Abstract

A Hessian update is described that preserves sparsity and positive definiteness and satisfies a minimal change property. The update reduces to the BFGS update in the dense case and generalises a recent result in [SIAM J. Nnmer. Anal., 26 (1989), pp. 727–739] relating to the Byrd and Nocedal measure function. A surprising outcome is that a sparsity projection of the inverse Hessian plays a major role. It is shown that the Hessian itself can be recovered from this information under mild assumptions. The update is computed by solving a concave programming problem derived by using the Wolfe dual. The Hessian of the dual is important and plays a similar role to the matrix Q that arises in the sparse PSB update of Toint [Math. Comp., 31 (1977), pp. 954–961]. This matrix is shown to satisfy the same structural and definiteness conditions as Toint's matrix. The update has been implemented for tridiagonal systems and some numerical experiments are described.
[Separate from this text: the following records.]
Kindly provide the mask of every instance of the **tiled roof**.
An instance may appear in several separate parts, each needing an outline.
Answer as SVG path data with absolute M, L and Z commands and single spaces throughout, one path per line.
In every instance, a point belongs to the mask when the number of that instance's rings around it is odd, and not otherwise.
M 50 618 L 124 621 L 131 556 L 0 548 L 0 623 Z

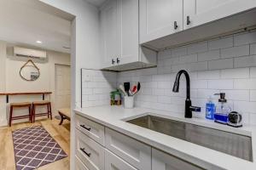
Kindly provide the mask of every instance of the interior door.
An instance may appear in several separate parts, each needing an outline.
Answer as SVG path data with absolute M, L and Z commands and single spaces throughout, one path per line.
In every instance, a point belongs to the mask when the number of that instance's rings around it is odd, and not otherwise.
M 111 0 L 101 9 L 102 67 L 113 66 L 118 56 L 117 0 Z M 114 63 L 112 62 L 113 60 Z
M 183 13 L 182 0 L 140 0 L 140 43 L 182 31 Z
M 139 50 L 138 0 L 118 1 L 118 65 L 137 61 Z
M 188 29 L 255 8 L 256 1 L 183 0 L 183 28 Z
M 70 71 L 69 65 L 55 65 L 55 109 L 70 107 Z

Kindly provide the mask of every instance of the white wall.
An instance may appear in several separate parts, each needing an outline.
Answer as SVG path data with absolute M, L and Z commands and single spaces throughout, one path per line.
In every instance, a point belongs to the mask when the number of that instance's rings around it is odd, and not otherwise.
M 5 92 L 5 60 L 6 60 L 6 43 L 0 42 L 0 93 Z M 5 96 L 0 96 L 0 126 L 5 125 L 6 121 L 6 105 Z
M 27 58 L 20 58 L 13 55 L 12 48 L 7 48 L 6 42 L 0 42 L 0 61 L 1 61 L 1 83 L 0 93 L 15 92 L 42 92 L 49 91 L 53 94 L 46 96 L 52 102 L 52 109 L 55 111 L 55 64 L 70 65 L 70 54 L 55 51 L 47 51 L 48 60 L 32 60 L 40 69 L 40 76 L 37 81 L 26 82 L 20 76 L 20 67 L 27 61 Z M 8 45 L 9 46 L 9 44 Z M 7 53 L 6 53 L 7 51 Z M 25 102 L 42 100 L 41 95 L 9 96 L 9 102 Z M 5 97 L 0 99 L 0 126 L 6 125 L 9 119 L 9 105 L 6 104 Z M 24 114 L 24 110 L 15 111 L 15 116 Z M 26 120 L 25 120 L 26 121 Z M 20 122 L 20 121 L 18 121 Z
M 40 0 L 49 5 L 72 14 L 71 70 L 72 105 L 79 107 L 81 102 L 80 69 L 100 69 L 99 13 L 98 9 L 84 0 Z M 75 124 L 71 115 L 71 139 L 74 139 Z M 71 169 L 74 169 L 75 144 L 71 140 Z
M 75 18 L 75 60 L 76 105 L 80 103 L 80 69 L 100 69 L 99 55 L 99 14 L 95 6 L 84 0 L 40 0 L 49 5 L 73 14 Z M 73 50 L 73 49 L 72 49 Z M 75 58 L 75 59 L 74 59 Z
M 194 116 L 205 117 L 209 95 L 224 92 L 229 104 L 241 111 L 245 123 L 256 125 L 256 31 L 232 35 L 160 52 L 158 68 L 118 74 L 118 82 L 141 82 L 137 106 L 184 114 L 185 80 L 172 93 L 179 70 L 191 81 L 192 105 L 202 108 Z M 218 96 L 214 97 L 215 103 Z

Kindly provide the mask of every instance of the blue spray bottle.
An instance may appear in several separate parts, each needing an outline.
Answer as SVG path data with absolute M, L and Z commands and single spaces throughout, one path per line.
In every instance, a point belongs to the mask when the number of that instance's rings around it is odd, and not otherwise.
M 212 102 L 212 96 L 208 97 L 208 101 L 206 105 L 206 118 L 213 120 L 215 112 L 215 105 Z

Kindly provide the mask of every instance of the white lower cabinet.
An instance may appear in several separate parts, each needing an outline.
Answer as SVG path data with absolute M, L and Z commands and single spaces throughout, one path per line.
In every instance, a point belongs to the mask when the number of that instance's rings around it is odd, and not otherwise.
M 109 150 L 105 150 L 105 170 L 137 170 Z
M 75 156 L 75 170 L 89 170 L 78 156 Z
M 104 148 L 76 130 L 76 156 L 90 170 L 104 169 Z
M 104 127 L 102 125 L 78 115 L 76 116 L 75 123 L 77 129 L 102 145 L 104 145 Z
M 151 147 L 112 129 L 105 129 L 106 148 L 137 169 L 151 169 Z
M 202 170 L 174 156 L 152 149 L 152 170 Z

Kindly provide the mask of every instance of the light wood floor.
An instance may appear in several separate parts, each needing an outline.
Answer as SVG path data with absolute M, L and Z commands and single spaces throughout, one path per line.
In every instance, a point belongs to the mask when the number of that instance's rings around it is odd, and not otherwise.
M 14 124 L 11 128 L 0 128 L 0 170 L 15 169 L 12 131 L 38 125 L 43 126 L 68 155 L 68 157 L 41 167 L 38 170 L 69 170 L 70 123 L 64 121 L 60 126 L 59 122 L 56 119 L 47 119 L 33 124 L 25 122 Z

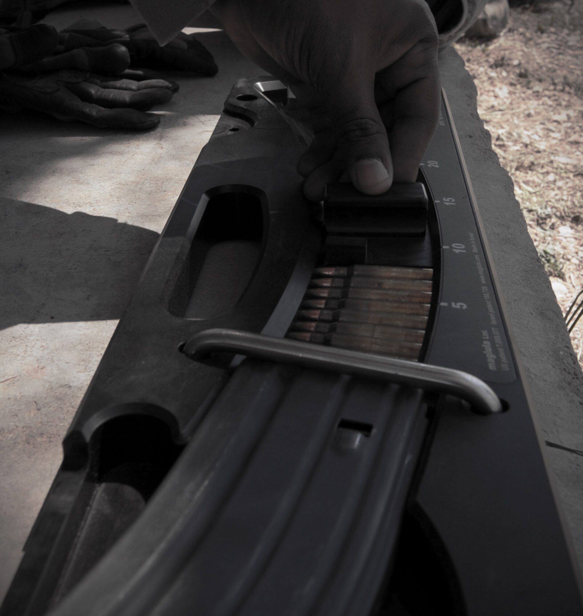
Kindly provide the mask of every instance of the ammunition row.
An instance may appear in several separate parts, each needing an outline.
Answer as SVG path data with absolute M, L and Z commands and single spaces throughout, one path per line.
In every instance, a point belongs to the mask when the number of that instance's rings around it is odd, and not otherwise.
M 287 336 L 416 360 L 433 274 L 425 268 L 381 265 L 316 268 Z

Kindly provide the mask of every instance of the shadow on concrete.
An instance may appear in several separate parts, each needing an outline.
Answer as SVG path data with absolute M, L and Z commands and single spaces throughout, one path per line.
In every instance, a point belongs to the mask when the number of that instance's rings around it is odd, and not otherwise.
M 0 198 L 0 329 L 119 318 L 158 235 Z

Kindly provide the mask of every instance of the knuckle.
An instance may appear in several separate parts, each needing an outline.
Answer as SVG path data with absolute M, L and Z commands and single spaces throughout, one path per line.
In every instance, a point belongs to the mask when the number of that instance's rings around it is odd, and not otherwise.
M 350 118 L 340 125 L 339 138 L 351 143 L 364 143 L 385 134 L 376 118 L 360 116 Z

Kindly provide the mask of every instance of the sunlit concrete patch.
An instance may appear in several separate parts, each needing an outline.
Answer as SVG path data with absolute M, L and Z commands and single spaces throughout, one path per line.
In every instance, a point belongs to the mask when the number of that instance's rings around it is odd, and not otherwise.
M 0 331 L 0 600 L 116 324 L 21 323 Z

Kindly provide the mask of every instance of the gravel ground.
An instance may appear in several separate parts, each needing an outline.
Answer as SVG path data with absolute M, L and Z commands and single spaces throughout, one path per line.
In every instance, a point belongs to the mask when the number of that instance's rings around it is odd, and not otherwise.
M 583 290 L 583 2 L 511 8 L 500 37 L 455 46 L 565 314 Z M 583 367 L 583 318 L 571 335 Z

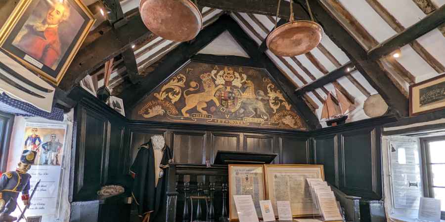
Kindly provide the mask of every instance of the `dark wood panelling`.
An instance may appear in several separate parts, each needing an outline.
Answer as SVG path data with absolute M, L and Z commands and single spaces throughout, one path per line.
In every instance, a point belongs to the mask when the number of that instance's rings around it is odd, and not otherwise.
M 324 179 L 329 184 L 338 186 L 337 182 L 337 148 L 336 135 L 314 138 L 314 162 L 324 165 Z
M 88 199 L 106 180 L 103 166 L 106 158 L 108 122 L 98 113 L 81 107 L 75 166 L 74 199 Z M 108 162 L 108 160 L 106 160 Z
M 213 162 L 218 150 L 240 150 L 239 144 L 239 134 L 212 133 L 211 162 Z
M 14 115 L 0 111 L 0 171 L 6 171 Z
M 273 137 L 244 135 L 243 150 L 262 153 L 273 152 Z
M 205 133 L 175 132 L 172 133 L 173 158 L 181 163 L 205 163 Z
M 110 131 L 109 154 L 108 157 L 108 182 L 114 181 L 122 173 L 125 159 L 121 158 L 124 152 L 125 128 L 111 124 Z
M 346 132 L 339 138 L 340 188 L 351 195 L 381 197 L 381 168 L 379 128 Z
M 281 138 L 281 163 L 286 164 L 309 164 L 310 163 L 308 140 L 304 138 Z

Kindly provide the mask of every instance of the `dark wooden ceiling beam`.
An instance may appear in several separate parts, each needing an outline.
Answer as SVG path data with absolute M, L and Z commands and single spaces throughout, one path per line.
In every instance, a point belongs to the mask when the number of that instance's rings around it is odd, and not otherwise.
M 442 5 L 403 32 L 371 49 L 368 52 L 369 57 L 371 59 L 376 60 L 386 56 L 437 28 L 444 22 L 445 5 Z
M 402 25 L 402 24 L 400 24 L 394 16 L 389 13 L 389 12 L 386 10 L 386 8 L 385 8 L 378 0 L 366 0 L 366 1 L 368 4 L 374 9 L 374 10 L 375 11 L 375 12 L 377 12 L 377 14 L 378 14 L 379 15 L 380 15 L 380 17 L 381 17 L 394 30 L 394 31 L 398 33 L 400 33 L 405 30 L 405 27 Z M 419 0 L 419 3 L 420 3 L 420 1 Z M 425 5 L 425 7 L 428 7 L 428 5 L 432 5 L 434 7 L 434 5 L 431 4 L 430 3 L 428 3 L 424 0 L 423 0 L 423 5 Z M 434 8 L 434 10 L 436 10 L 436 8 Z M 426 9 L 425 10 L 429 9 Z M 430 54 L 428 50 L 421 45 L 417 40 L 414 40 L 409 44 L 412 49 L 419 55 L 419 56 L 422 57 L 422 58 L 423 59 L 425 62 L 428 63 L 433 69 L 434 69 L 436 72 L 439 73 L 445 72 L 445 68 L 444 68 L 444 66 L 440 62 L 436 59 L 434 56 Z M 388 59 L 390 59 L 388 58 Z M 411 82 L 410 82 L 409 81 L 407 81 L 407 82 L 410 84 L 412 83 Z
M 294 105 L 293 107 L 308 124 L 309 129 L 321 128 L 318 118 L 302 97 L 293 95 L 294 83 L 281 73 L 265 53 L 258 50 L 257 43 L 243 30 L 236 22 L 229 18 L 225 22 L 227 30 L 247 54 L 264 66 L 272 80 L 281 87 L 285 98 Z
M 131 48 L 131 44 L 137 44 L 149 37 L 151 34 L 138 14 L 128 18 L 127 24 L 119 28 L 104 29 L 108 31 L 94 32 L 93 35 L 96 38 L 90 39 L 88 44 L 82 44 L 59 85 L 61 89 L 70 90 L 105 61 Z
M 302 0 L 298 0 L 305 3 Z M 311 2 L 314 16 L 321 24 L 325 33 L 346 53 L 356 68 L 385 99 L 394 114 L 399 117 L 407 116 L 408 100 L 384 74 L 385 69 L 376 61 L 368 59 L 366 51 L 325 7 L 320 0 Z
M 222 56 L 208 54 L 198 54 L 192 56 L 191 60 L 194 62 L 213 63 L 215 64 L 235 65 L 252 68 L 262 68 L 258 66 L 250 58 L 237 56 Z
M 296 19 L 308 19 L 309 16 L 298 4 L 293 3 L 293 9 Z M 259 14 L 275 16 L 278 0 L 199 0 L 198 5 L 218 8 L 225 11 Z M 290 15 L 289 2 L 282 0 L 278 17 L 289 20 Z
M 317 78 L 312 82 L 310 82 L 295 90 L 295 94 L 297 96 L 302 96 L 308 92 L 314 90 L 315 89 L 323 87 L 323 86 L 331 83 L 336 80 L 341 78 L 349 74 L 347 69 L 352 68 L 351 62 L 337 68 L 335 70 Z
M 100 0 L 105 8 L 105 13 L 106 13 L 107 19 L 112 25 L 115 24 L 125 24 L 125 22 L 116 23 L 120 20 L 124 19 L 124 12 L 119 0 Z M 117 28 L 115 26 L 115 28 Z
M 331 61 L 331 63 L 332 63 L 333 64 L 334 64 L 334 66 L 335 66 L 336 68 L 338 68 L 342 66 L 342 64 L 340 62 L 339 62 L 334 55 L 332 55 L 324 45 L 323 45 L 323 44 L 321 43 L 318 44 L 318 45 L 317 46 L 317 48 L 329 61 Z M 349 81 L 351 81 L 351 83 L 356 86 L 356 88 L 360 91 L 360 92 L 361 92 L 365 96 L 368 97 L 371 95 L 371 93 L 358 81 L 358 80 L 356 79 L 353 75 L 347 75 L 346 78 L 349 79 Z
M 289 19 L 289 4 L 282 3 L 280 7 L 279 17 Z M 198 5 L 201 6 L 223 10 L 269 16 L 275 15 L 277 4 L 277 2 L 269 0 L 200 0 L 198 2 Z M 293 10 L 297 18 L 309 18 L 300 5 L 294 3 Z M 125 14 L 127 14 L 130 16 L 121 20 L 126 21 L 125 25 L 115 27 L 113 29 L 111 25 L 102 24 L 100 29 L 89 34 L 59 85 L 61 89 L 70 90 L 87 74 L 102 65 L 105 61 L 122 53 L 131 47 L 132 44 L 135 44 L 137 49 L 138 43 L 154 37 L 144 25 L 137 10 L 134 13 Z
These experiments indicate that there is potential for a significant reduction in the number of quasi-Newton iterations, but that more development is needed to obtain an efficient implementation. Solution of the variational problem by primal methods is also discussed and provides an interesting application of generalized elimination. The possibility of instability and nonexistence of a positive definite update raised by Sorensen [Math. Programming Study, 18 (1982), pp. 135–159] is still a difficulty and some remedies are discussed.